2. Capitalists reaped most of the rewards from rising productivity.
3. The capitalists therefore had a greater share of demand, which they did not expect.
4. An internal calculation error destroyed the economy.
This is problematic. Labor productivity mainly rises from an increase in capital, meaning the capitalists, all things being equal, had the rights to the rewards of rising productivity. But if capitalists have a higher income from selling goods more productively, then two things might happen: 1) The capitalists compete prices down to make up for the higher productivity, or 2) The capitalists lay off workers and maintain prices, increasing profit. The only one that remotely leads to a recession is 2, and the occurrence of 2 is highly unlikely because it would be too easy for another capitalist to hire workers and produce goods for a cheaper price. A free market should not result in 2 and shoult result in 1. The posts above make better cases as for the cause of an economic depression than higher productivity (lol?).

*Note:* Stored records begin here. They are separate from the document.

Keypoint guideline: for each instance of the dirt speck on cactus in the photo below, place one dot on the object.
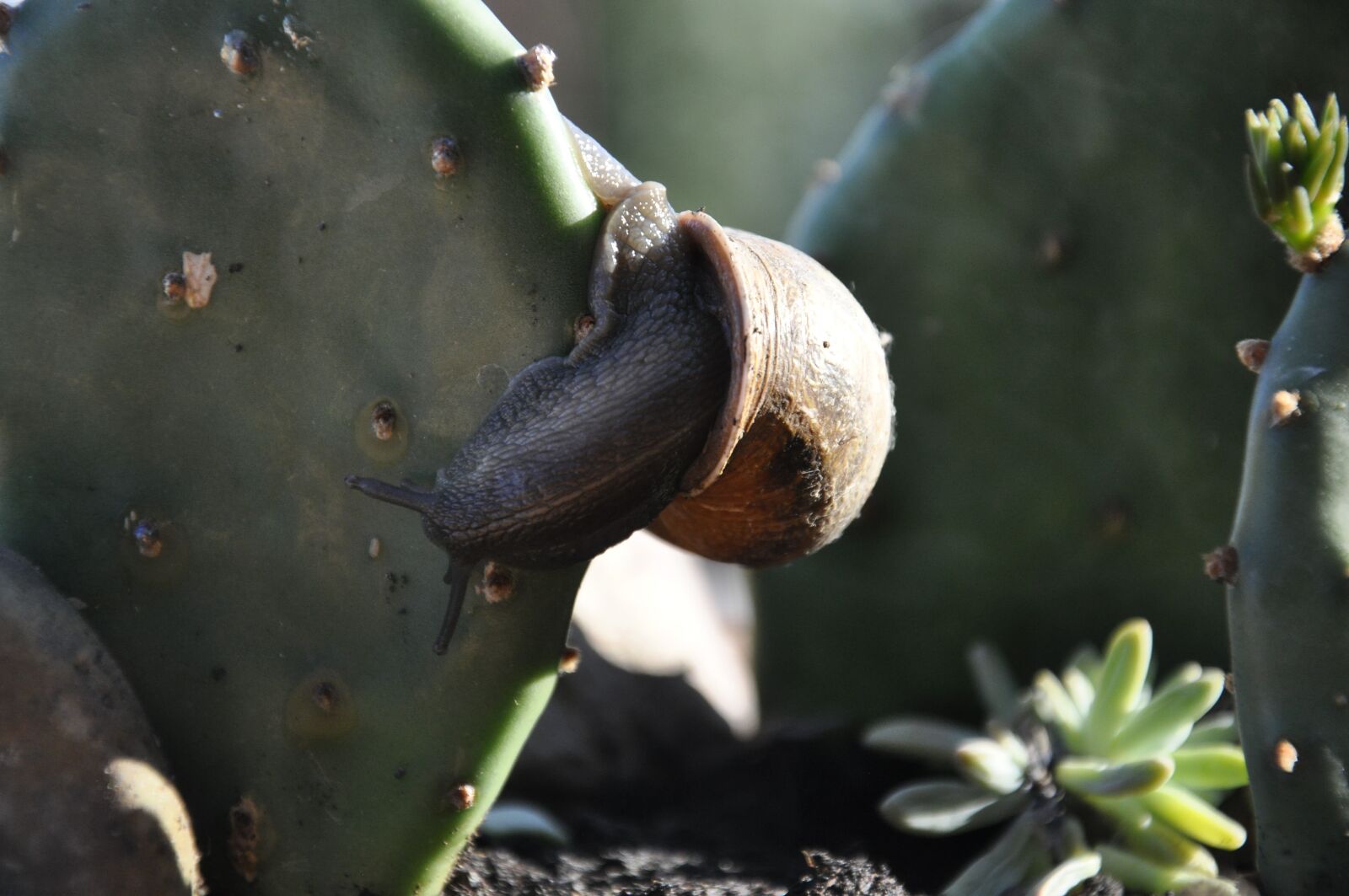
(1286, 756)
(239, 53)
(1220, 564)
(246, 837)
(1252, 352)
(200, 278)
(175, 287)
(445, 157)
(1285, 405)
(904, 94)
(537, 65)
(462, 797)
(320, 707)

Fried Egg:because of rapid increases in productivity from which the capital owners reaped most of the benefit.
What was the cause of the increase in productivity? I've heard this argument before and in that instance the productivity was attributed to the advent of the telephone. But there was no decade long twenty-five percent unemployment depression resulting from the steam engine, the railroad, or the computer.
Fried Egg:Is it possible that an unhampered market may bring about changes to income and therefore demand so rapidly that entrepeneurs will be caught off guard in this way?

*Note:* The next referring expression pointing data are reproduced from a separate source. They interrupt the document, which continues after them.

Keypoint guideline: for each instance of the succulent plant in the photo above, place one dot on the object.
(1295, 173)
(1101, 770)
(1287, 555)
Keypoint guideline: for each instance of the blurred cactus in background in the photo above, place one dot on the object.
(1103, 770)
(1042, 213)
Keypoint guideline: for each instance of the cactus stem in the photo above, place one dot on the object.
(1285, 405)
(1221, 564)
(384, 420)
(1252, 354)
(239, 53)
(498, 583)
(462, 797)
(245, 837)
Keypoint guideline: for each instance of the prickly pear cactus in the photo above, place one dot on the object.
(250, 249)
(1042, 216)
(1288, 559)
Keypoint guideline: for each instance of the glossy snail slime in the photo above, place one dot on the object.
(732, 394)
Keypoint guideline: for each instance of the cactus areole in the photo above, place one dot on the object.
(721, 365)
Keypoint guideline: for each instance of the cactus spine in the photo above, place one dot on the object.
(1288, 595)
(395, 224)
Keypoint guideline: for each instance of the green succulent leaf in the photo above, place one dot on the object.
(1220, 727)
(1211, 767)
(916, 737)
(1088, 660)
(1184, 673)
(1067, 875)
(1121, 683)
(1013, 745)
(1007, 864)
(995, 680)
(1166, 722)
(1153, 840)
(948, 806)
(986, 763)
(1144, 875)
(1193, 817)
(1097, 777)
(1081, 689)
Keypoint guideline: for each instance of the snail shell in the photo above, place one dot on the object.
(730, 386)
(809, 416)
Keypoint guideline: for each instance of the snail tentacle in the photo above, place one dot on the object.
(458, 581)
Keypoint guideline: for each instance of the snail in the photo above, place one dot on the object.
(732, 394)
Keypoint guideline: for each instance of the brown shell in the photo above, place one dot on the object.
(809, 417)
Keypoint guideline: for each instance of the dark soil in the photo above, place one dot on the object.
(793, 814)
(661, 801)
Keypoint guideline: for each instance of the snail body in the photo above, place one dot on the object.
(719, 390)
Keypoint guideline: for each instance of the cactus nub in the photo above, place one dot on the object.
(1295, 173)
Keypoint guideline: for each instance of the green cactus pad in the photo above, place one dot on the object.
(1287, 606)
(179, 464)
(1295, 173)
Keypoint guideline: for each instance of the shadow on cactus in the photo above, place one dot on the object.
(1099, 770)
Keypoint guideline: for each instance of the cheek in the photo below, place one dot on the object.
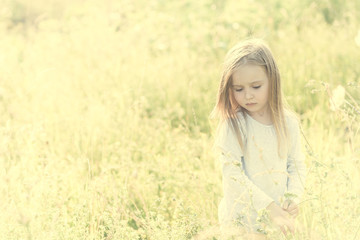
(237, 96)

It doesn't make sense. The only way that income disparity could even be remotely plausible is if economic expansion has caused the poor to get poorer, I doubt even that person argues that.
Sure, you can imagine all types of hypotheticals that could cause "market failure" but none of them are accurate descriptions of how markets work.
Your friend is trying to use a negative proof.
Peace
Thanks for all your responses. I have another question though.
Jared :This is problematic. Labor productivity mainly rises from an increase in capital, meaning the capitalists, all things being equal, had the rights to the rewards of rising productivity. But if capitalists have a higher income from selling goods more productively, then two things might happen: 1) The capitalists compete prices down to make up for the higher productivity, or 2) The capitalists lay off workers and maintain prices, increasing profit.
Is there not a third option? How about the company's increase in productivity leads to an increased output? Output increasing but with a view to supplying the market with it's old demand structure. The new demand structure demands more luxury goods and less of the basics because it is the rich who have the increased purchasing power. If the shape of the demand structure changes rapidly enough, it would probably catch a lot of entrepeneurs out, would it not?